Ahir zamanda hiç kimse nefsine hâkim olamaz!

SaYa

Well-known member
"Ahir zamanda hiç kimse nefsine hâkim olamaz!” hadisinin ışığında böylesi fetret derecesinde dehşetli bir zamanda yaşamamızın acaba bir kurtuluş tarafı var mıdır? Üzerimize sel gibi saldıran şiddetli günahlardan nasıl kurtulabiliriz?”

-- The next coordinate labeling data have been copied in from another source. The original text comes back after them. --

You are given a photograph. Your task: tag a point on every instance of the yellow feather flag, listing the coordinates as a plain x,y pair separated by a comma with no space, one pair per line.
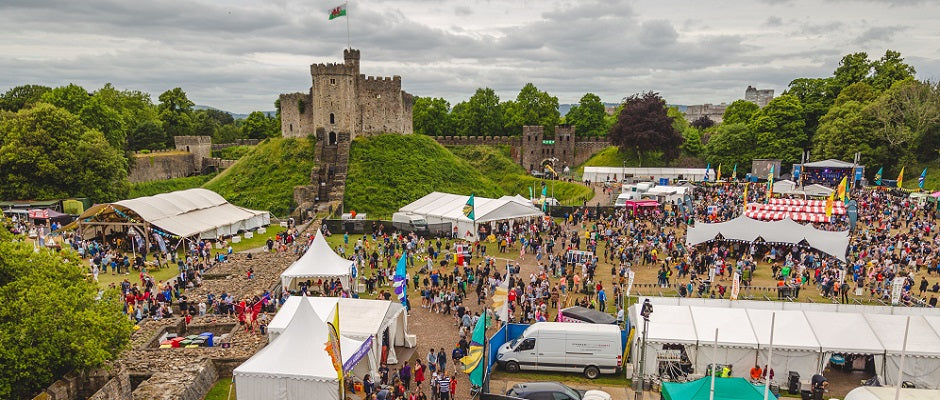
841,189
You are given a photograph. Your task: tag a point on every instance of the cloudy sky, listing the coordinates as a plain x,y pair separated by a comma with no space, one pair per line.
238,55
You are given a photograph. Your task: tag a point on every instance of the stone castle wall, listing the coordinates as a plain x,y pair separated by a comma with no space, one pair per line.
161,165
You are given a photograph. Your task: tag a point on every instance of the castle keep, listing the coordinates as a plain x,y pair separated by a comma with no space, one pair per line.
343,100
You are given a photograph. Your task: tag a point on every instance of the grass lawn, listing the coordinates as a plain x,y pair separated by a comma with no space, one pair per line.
258,240
567,377
219,391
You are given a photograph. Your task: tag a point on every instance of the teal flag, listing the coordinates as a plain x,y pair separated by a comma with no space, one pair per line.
468,209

Bu sorunun cevabını Bedîüzzaman Hazretleri veriyor ve cevabında takva ile salih amel kavramlarını yeniden tanımlayarak gençlere önemli tavsiyelerde bulunuyor. Kısaca arz edelim:

Bediüzzaman’a göre takva, günahlardan sakınmak; salih amel ise emir dairesinde hareket etmek ve sevap kazanmak demektir. Günahlardan kaçınmak, sevap kazanmaya nispeten daha önemlidir. Yani takva, salih amelden daha evlâdır. Bilhassa bu tahribat, sefahat, cazibedar hevesât ve ahlâkî yıkım zamanında, günahlardan kaçınmak demek olan takva esas tutulmalı ve günahlardan muhakkak sakınmalı, kebâir (büyük günahlar) terk edilmelidir. Bu zamanda farzlarını yapan, büyük günahları işlemeyen kurtulur! Çünkü böyle her taraftan büyük günahların saldırısına maruz kalanların, salih amele ihlâs içinde muvaffak olmaları zordur. Bundandır ki, bu ağır şartlar altında az bir salih amel, çok hükmündedir.

Bediüzzaman’a göre, üstelik takva (günahlardan kaçınma duygusu) içinde bir nevi salih amel zaten vardır. Öyle ki, bir haramı terk etmek vaciptir. Bir vacibi işlemek, çok sünnetlere mukabil sevabı vardır. Böyle ağır şartlar altında ve böyle yoldan ve sokaktan, gazete ve mecmualardan, tv ve İnternet’ten binler günahın hücumu ve saldırısı zamanında takva, yani Allah korkusu niyetiyle “bir tek sakınmak” ile yani az bir amelde bulunup yüzlerce günahı terk etmekle, yüzlerce vacip işlenmiş oluyor. İşte, takva niyetiyle ve günahlardan sakınmak kastıyla menfi ibadet denilen “Allah rızası için haramlardan uzak durma ibadeti” yapılmış, çok önemli bir salih amel böylece işlenmiş olmaktadır. Madem şimdiki hayat tarzında her dakikada yüzer günah insana karşı geliyor. Elbette Allah korkusu ile haramlardan sakınan bir genç, yüzer salih amel işlemiş gibi sevap kazanmış olmaktadır.1




1. Kastamonu Lâhikası, s. 110

alıntı www fikih.info
 

bikes

Member
İbadetin hilkat-ı beşere terettübü iki şeyden ileri geliyor: Ya insanlar ilk yaratılışında ibadete istidatlı ve takvaya kabiliyetli olarak yaratılmışlardır. Ve o istidadı ve o kabiliyeti onlarda gören, onların ibadet ve takva vazifelerini göreceklerini kaviyyen ümit eder. Veyahut, insanların hilkatinden ve memur oldukları vazifeden ve teveccüh ettikleri kemalden maksat, ibadetin kemali olan takvadır.


b509.gif
-1-

Şu cümle, her iki noktaya da tatbik edilebilir. Yani, "İstidad ve kabiliyetinizde ekilen veya vazife ve hilkatinizden kastedilen takvanın kuvveden fiile çıkarılması lazımdır."




1- Ta ki takva mertebesine ulaşasınız.